Configuration
Lifecycle Hooks
Run custom commands before or after container updates.
Overview
Lifecycle hooks let you run shell commands before or after a container is updated. Common use cases:
- Stop dependent services before updating
- Run database migrations after updating
- Send custom notifications
- Create network resources or volumes
Container labels
| Label | Type | Default | Description |
|---|---|---|---|
dd.hook.pre | string | — | Shell command to execute before the update |
dd.hook.post | string | — | Shell command to execute after the update |
dd.hook.pre.abort | boolean | true | Abort the update if the pre-hook exits with a non-zero code |
dd.hook.timeout | number (ms) | 60000 | Maximum execution time for each hook |
Legacy
wud.hook.* labels are also supported for backward compatibility.Hook environment variables
When a hook runs, drydock injects environment variables describing the update:
| Variable | Description | Example |
|---|---|---|
DD_CONTAINER_NAME | Container name | myapp |
DD_CONTAINER_ID | Container ID | abc123def456 |
DD_IMAGE_NAME | Image name (without registry prefix) | myorg/myapp |
DD_IMAGE_TAG | Current image tag | 1.2.3 |
DD_UPDATE_KIND | Update type | tag or digest |
DD_UPDATE_FROM | Current tag or digest | 1.2.3 |
DD_UPDATE_TO | New tag or digest | 1.3.0 |
Execution details
- Hooks run inside the drydock container using
/bin/sh -c - Combined stdout and stderr output is capped at 10 KB
- An exit code of
0is treated as success; any non-zero code is a failure - If a hook exceeds its timeout, it is killed and treated as a failure (exit code 1)
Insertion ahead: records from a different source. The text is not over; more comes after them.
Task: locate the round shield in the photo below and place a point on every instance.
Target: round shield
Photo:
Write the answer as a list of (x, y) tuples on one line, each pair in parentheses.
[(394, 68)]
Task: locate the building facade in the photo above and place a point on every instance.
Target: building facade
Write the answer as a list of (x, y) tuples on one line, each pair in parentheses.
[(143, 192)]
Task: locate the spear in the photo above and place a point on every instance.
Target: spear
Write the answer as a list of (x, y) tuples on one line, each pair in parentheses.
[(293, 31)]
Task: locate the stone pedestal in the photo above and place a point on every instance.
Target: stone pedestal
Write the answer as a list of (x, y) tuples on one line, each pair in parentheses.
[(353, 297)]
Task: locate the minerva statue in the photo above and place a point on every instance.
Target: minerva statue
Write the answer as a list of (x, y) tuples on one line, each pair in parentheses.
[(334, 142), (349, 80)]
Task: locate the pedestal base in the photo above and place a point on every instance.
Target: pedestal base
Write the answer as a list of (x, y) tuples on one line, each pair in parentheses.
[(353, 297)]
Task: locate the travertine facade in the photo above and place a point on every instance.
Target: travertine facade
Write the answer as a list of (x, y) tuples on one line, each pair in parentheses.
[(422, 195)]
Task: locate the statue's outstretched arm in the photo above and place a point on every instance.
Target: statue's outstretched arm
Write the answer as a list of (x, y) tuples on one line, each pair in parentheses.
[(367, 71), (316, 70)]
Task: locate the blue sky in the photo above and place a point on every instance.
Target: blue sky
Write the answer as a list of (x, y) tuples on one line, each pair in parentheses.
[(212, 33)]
- Hooks are NOT executed during self-update
Pre-hook abort behavior
When dd.hook.pre.abort is true (the default), a failed pre-hook cancels the update entirely. Set it to false if you want the update to proceed regardless of hook outcome.
Audit events
| Event | Description |
|---|---|
hook-pre-success | Pre-hook completed successfully |
hook-pre-failed | Pre-hook exited non-zero or timed out |
hook-post-success | Post-hook completed successfully |
hook-post-failed | Post-hook exited non-zero or timed out |
Example
services:
myapp:
image: myapp:latest
labels:
- dd.watch=true
- dd.hook.pre=docker exec mydb pg_dump -U postgres mydb > /backup/pre-update.sql
- dd.hook.post=curl -X POST https://hooks.slack.com/services/xxx -d '{"text":"myapp updated"}'
- dd.hook.pre.abort=true
- dd.hook.timeout=120000Hooks run with the permissions of the drydock process. Ensure the Docker socket is mounted if your hooks need to interact with Docker.